Her eyes soften. “I’d like that.”
She takes a half-step forward, closing the last of the space between us. My hand lifts without thinking, brushing a strand of hair from her cheek. Her lips part, breath catching, and everything inside me pulls toward her like gravity itself shifts.
We lean in at the same time—her hand reaches for my chest, my fingers slide to her jaw, her breath trembles against my mouth—
Then chaos explodes behind us. Footsteps. Fast, and wrong.
Before I can turn, something slams into the side of my head. Pain detonates across my vision. Ella gasps, a sound that slices me in half, and I feel her grip on my shirt tighten before another blow hits her.
“Cole!” she cries, voice cracking.
I reach for her blindly, but hands grab my arms, twisting them back. A rough sack drops over my head, thick fabric choking off light and air.
“Get the girl!” someone barks.
Ella screams, high, terrified. “Stop! Let me go—!”
Another thud, and her scream cuts off.
“No!” I shout, thrashing, useless against the restraints. “Ella! ELLA—!”
Tape or rope binds my wrists. The ground tilts as I’m hauled backward, shoved into something metal. Ella’s body hits the space beside me a second later, limp but breathing. I hear the ragged edge of it before a second sack muffles the sound completely.
The last thing I register before the world goes black is her hand fumbling blindly toward mine… and me grabbing it like it’s the only thing keeping me alive.
27
ELLA
The first thing I register is the sound—a steady beep that pierces the dark like a cruel metronome. It hammers against my skull and makes my teeth ache. My mouth tastes like metal, my tongue is thick and foreign. When I blink, the world resolves itself in pieces: the curve of a frozen moon, the silhouette of half-built studs against the sky, the smell of dust, diesel, and something bitter and acrid I can’t name.
I try to move but fail miserably. My wrists bite with a rope so tight I can feel the fibers bruise my skin. My shoulders protest when I shift, pain blooming along my ribs where a band of something heavy presses against my chest. The beeping gets louder. A digital display flashes in my peripheral vision.
Numbers: 00:34:56, counting down.
Panic climbs my throat hot and fast, but there’s another sensation underneath it that steadies me—a solid, human heat pressed to my back. The scent hits me immediately.
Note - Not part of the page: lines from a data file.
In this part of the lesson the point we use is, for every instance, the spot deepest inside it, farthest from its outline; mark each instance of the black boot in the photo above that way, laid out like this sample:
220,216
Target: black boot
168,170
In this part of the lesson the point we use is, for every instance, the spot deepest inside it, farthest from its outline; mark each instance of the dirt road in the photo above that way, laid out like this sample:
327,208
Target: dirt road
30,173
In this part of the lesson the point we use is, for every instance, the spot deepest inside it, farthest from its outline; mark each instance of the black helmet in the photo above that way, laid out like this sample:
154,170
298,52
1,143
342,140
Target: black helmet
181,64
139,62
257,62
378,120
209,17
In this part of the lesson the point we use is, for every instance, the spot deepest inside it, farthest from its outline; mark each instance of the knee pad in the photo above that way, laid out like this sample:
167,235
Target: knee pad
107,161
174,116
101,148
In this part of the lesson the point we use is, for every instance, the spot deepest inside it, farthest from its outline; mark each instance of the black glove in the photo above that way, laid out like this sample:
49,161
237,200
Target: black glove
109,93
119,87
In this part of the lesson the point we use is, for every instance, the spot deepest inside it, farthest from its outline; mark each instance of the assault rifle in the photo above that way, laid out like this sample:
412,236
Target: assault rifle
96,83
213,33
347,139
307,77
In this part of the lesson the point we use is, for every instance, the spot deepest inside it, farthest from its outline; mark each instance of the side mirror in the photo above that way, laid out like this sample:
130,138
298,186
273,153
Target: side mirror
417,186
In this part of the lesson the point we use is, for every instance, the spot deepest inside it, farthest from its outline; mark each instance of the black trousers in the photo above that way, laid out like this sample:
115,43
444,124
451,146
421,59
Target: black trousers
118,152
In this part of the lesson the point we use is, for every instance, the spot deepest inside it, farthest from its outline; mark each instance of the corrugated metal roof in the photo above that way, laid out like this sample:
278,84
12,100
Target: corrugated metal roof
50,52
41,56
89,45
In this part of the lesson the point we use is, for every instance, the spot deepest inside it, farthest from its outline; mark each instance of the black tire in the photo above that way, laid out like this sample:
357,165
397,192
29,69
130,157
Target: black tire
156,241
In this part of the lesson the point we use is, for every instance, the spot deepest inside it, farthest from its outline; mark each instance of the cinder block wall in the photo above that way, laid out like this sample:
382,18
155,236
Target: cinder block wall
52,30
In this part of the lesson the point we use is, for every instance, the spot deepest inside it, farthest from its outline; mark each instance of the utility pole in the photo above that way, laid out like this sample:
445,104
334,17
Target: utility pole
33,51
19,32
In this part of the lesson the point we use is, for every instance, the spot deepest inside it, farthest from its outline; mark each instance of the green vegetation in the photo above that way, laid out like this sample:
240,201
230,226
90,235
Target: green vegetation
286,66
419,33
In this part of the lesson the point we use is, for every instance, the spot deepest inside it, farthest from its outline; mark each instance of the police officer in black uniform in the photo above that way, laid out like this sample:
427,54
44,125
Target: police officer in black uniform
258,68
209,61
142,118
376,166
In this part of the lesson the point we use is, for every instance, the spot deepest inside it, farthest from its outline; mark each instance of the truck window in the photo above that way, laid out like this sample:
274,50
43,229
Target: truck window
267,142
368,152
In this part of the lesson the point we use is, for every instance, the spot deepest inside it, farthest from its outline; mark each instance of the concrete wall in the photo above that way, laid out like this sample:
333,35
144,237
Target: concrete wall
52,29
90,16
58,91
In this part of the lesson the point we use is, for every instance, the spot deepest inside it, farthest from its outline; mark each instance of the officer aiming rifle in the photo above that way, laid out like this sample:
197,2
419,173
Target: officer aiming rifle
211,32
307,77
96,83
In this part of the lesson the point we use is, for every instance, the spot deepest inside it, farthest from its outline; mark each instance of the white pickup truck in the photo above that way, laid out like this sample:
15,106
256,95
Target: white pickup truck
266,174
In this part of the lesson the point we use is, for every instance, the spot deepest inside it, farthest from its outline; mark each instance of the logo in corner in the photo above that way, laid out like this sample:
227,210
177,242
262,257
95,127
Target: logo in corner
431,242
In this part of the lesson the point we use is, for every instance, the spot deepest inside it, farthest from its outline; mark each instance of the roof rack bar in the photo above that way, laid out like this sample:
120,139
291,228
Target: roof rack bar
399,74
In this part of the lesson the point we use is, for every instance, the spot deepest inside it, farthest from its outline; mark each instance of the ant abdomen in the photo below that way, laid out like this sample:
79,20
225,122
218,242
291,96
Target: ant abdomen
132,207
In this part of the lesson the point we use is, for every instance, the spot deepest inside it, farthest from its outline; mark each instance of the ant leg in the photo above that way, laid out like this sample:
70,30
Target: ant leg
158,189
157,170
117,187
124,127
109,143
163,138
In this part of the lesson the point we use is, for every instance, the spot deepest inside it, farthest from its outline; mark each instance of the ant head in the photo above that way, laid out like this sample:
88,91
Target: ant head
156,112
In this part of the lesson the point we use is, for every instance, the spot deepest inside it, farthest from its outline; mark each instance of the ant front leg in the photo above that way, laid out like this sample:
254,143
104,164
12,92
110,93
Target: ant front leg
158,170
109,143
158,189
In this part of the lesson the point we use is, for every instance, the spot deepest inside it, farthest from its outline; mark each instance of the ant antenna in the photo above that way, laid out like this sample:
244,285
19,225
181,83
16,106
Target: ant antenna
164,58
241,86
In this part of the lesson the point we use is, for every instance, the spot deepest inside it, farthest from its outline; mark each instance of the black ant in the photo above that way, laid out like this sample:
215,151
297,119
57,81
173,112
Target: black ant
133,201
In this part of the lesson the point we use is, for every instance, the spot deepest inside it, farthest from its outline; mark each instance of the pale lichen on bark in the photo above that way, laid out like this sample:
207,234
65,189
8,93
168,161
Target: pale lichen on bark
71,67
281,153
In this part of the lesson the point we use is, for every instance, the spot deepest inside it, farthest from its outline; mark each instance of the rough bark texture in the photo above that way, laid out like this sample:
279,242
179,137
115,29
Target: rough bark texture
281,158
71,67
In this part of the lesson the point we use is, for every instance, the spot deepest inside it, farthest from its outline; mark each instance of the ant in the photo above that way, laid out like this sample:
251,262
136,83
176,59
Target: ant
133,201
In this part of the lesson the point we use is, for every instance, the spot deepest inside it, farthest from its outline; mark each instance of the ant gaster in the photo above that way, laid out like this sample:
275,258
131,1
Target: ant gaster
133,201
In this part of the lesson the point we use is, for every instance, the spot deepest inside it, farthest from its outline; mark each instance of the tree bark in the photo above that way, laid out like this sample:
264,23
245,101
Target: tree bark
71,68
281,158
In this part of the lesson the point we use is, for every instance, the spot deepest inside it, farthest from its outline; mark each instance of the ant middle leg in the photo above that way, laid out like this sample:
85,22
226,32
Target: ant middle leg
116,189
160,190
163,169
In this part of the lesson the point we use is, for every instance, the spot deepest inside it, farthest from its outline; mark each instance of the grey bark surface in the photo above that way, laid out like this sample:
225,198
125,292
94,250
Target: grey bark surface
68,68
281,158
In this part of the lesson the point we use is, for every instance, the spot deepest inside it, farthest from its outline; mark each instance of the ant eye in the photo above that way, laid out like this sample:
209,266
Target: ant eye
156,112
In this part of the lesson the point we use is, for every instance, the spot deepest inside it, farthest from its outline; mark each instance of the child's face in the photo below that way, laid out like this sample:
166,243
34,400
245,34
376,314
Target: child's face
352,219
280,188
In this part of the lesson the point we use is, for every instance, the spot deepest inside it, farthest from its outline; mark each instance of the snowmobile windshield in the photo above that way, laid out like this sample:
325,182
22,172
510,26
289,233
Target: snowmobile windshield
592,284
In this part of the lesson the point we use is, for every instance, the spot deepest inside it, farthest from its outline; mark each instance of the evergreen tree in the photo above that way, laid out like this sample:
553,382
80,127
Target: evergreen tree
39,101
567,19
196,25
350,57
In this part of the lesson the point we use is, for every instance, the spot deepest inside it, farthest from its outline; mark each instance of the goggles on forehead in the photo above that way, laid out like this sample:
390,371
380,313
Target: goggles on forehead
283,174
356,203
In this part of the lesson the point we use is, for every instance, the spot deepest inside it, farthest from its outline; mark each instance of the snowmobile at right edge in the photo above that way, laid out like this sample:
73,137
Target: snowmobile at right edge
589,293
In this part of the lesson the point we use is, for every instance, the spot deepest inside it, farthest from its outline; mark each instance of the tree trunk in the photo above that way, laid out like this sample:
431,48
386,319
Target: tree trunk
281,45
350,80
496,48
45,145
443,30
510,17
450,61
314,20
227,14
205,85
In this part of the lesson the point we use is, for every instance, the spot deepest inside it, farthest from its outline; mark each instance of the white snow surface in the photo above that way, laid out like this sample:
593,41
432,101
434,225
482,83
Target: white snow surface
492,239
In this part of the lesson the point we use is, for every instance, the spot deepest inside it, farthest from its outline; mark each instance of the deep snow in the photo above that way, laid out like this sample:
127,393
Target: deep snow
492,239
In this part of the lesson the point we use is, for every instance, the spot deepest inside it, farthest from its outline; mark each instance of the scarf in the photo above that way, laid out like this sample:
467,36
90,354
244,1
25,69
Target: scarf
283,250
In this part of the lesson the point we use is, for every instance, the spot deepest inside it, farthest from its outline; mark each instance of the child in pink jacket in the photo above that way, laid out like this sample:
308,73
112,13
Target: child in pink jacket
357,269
Cole. His shoulders, breath ragged and shallow, against the base of my neck. He’s here. He’s alive.
That fact alone steadies my hands enough to whisper, “Cole?”
A soft, damned-raspy sound comes from behind me, the kind of sound a man makes when he’s swallowing back pain and something else—fear, maybe.
“Yeah,” he answers. “I’m here.”
We are tied back-to-back. My cheek is inches from the rough fabric of his shirt; his body anchored to mine like a broken sentinel. The taste of copper floods my mouth as I move my head and see the smear of dark on his temple. A brown stitch of dried blood. He must have taken a hit. My hand shakes even though it’s bound.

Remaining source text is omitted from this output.